K.A. Jurwa lived in Ispheming, Michigan, and earned his living as a music teacher. He founded the Finnish Lutheran parish in Ispheming and served as a lay preacher. Later he moved to Tower, Minnesota, and in 1902 to Oregon. Jurwa submitted articles for the newspaper Pohjantähti (1886-1887). In the first issue of Pohjantähti he writes about the Americanization of the young generation, and promotes the Finnish schools: “Many [young people] don’t want to speak Finnish, if they can speak some broken English.”
‘A Piece of Saloon Life’ comedy
The short comic piece takes place at a saloon in a fictional immigrant community. Saloon keeper. Mr. Pöhnälä (“Drunken stupor”) is serving three Finnish men, who are frequent customers. One of the men is Esko, who starts calculating how much money he has carried to the saloon. The sum is remarkable: more than 1200 dollars. Esko’s wife has been nagging about the money, but Esko is convinced that he deserves to have some amusement after hard work. The wife stopped nagging after some good beatings, Esko boasts. Another Finnish man, Mikko arrives. He also has a nagging wife, Leena, at home, but Mikko is a more gentle character.

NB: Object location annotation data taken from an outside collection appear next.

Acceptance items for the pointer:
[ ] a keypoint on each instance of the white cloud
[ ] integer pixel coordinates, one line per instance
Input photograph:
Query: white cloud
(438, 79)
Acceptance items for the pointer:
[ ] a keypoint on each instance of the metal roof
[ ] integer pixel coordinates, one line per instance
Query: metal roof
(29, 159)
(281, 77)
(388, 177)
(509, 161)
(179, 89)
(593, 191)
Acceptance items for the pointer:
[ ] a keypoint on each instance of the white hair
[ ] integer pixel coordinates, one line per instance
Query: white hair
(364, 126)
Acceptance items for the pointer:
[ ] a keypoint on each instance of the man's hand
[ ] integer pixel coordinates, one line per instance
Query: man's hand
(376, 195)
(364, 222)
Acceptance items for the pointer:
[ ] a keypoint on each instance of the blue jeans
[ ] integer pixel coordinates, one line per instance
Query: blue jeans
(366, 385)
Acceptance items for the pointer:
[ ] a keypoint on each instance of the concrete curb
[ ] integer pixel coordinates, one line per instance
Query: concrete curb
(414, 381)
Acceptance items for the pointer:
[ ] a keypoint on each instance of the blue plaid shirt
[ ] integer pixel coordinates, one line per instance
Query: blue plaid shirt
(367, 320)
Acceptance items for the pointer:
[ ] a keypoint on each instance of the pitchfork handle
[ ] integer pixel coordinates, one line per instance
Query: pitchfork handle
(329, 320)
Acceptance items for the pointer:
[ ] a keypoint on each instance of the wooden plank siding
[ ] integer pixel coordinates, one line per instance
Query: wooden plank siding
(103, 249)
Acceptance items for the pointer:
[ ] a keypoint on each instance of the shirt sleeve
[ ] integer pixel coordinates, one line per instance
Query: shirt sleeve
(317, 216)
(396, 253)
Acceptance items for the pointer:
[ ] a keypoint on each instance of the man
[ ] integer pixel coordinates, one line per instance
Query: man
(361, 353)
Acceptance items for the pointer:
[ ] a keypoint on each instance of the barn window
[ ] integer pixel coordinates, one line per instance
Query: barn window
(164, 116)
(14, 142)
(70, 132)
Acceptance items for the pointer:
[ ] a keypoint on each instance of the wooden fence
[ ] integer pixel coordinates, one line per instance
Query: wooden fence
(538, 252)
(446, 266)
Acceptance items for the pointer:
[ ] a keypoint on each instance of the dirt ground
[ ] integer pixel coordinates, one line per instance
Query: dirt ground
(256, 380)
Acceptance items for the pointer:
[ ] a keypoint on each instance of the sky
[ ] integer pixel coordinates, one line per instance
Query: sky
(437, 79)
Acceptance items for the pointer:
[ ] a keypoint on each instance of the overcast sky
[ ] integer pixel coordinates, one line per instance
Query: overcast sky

Suddenly, Mikko’s wife Leena enters the saloon with their two children (8-10 years). She orders Mr. Pöhnälä to fill her coffee pan with booze. Her husband is terrified, but Leena argues that booze must be healthy for her and the children, as Mikko has praised its good effects. “It is odd that you don’t accept the wives as your companions to a saloon, but in the home chores you find us very much needed.” Leena’s words wake up Mikko’s conscience, he begs her to forgive him all the misery that he has caused, and promises to start a new life and join the temperance movement. This is of course Leena’s goal. Another man, Hannu, joins them to start the sober life. Mr. Pöhnälä is outrageous, and when Esko demands him to serve booze on credit, Pöhnälä shoots him dead with his revolver.
K.A. Jurwa’s short comedy is quite rough and clumsy, but it reflects the rough life in immigrant communities. An interesting detail is that there are two children in the play, even though they don’t say anything – and these children are about the same age as T-Bone Slim was when this play was published.